Candied Cocktail Kumquats
15 minutes. Makes about 2 cups of candied kumquats, plus 2 cups simple syrup. But be sure to plan ahead. You can enjoy these after they’ve been refrigerated for several hours, but they’re best after they’ve had a week to sit.
The recipe below offers you the simplest way to candy the kumquats, but if you’re feeling adventurous or want to flavor the second and third batches you make, try out some of the variations. Be aware of the single soft seed in each kumquat as you bite into them: If you choose to make them maraschino-style, you can remove the seed after you halve each kumquat.

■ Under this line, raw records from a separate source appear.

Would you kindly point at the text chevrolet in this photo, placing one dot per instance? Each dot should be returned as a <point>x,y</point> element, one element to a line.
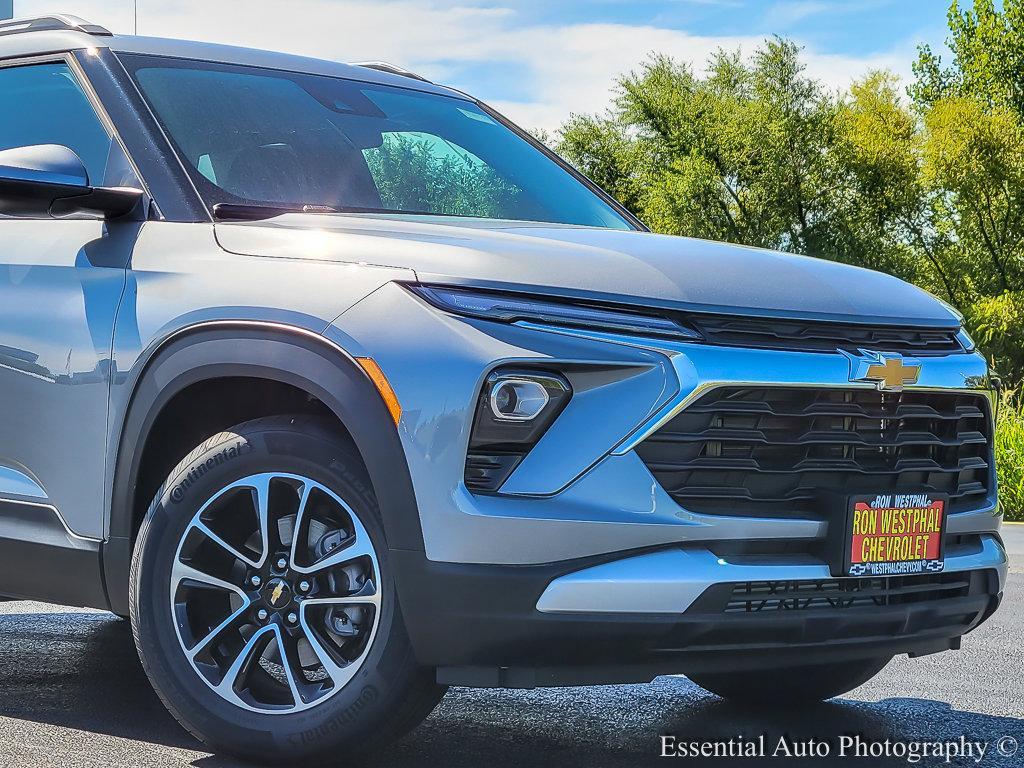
<point>345,390</point>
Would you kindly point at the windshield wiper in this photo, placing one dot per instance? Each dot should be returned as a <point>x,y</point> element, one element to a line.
<point>233,212</point>
<point>236,212</point>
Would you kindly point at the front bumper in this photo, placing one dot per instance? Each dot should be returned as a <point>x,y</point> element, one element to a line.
<point>668,612</point>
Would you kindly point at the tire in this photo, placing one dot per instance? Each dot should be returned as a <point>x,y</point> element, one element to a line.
<point>281,708</point>
<point>791,686</point>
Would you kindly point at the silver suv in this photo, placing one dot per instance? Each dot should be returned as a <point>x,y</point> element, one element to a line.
<point>345,390</point>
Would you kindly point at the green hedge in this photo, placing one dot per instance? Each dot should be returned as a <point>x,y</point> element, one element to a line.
<point>1010,457</point>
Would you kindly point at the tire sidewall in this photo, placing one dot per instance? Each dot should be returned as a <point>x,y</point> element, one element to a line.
<point>348,716</point>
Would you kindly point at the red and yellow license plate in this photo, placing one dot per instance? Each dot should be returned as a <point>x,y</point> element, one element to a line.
<point>895,534</point>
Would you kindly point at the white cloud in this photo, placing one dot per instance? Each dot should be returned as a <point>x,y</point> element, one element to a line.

2 cups kumquats (about 1 farmers market pint)
2 cups granulated sugar
Pinch kosher salt
2 tablespoons white wine vinegar
1 Place the kumquats in a medium saucepan, then pour over the sugar, salt and 2 cups water. Bring to a boil over high heat, then reduce heat to maintain a simmer and cook, stirring occasionally, until the kumquats swell slightly and look glossy, about 5 minutes.
2 Remove the pan from the heat and stir in the vinegar. Using a slotted spoon, transfer the kumquats to a quart-size glass jar, then pour in the syrup. Close the jar and let cool to room temperature. Transfer to the refrigerator and store for at least 1 week before using. The kumquats will keep for about 3 weeks once they’re ready.
Replace the vinegar with orange liqueur, such as Grand Marnier, Cointreau or Curaçao.
Replace the vinegar with 1 to 2 tablespoons orange blossom water. These are particularly good when dropped in seltzer or tonic water.
Halve each kumquat and place in a large bowl. Dissolve 1 cup kosher salt in 2 cups room temperature water, then pour it over the kumquats. Refrigerate for 24 hours, then drain and rinse the kumquats; place them in the glass jar. Prepare the syrup as instructed in Step 1, omitting the kumquats, and when it’s ready, pour the hot syrup over the brined kumquats. Seal the jar and let cool to room temperature. Let chill for 1 week before using.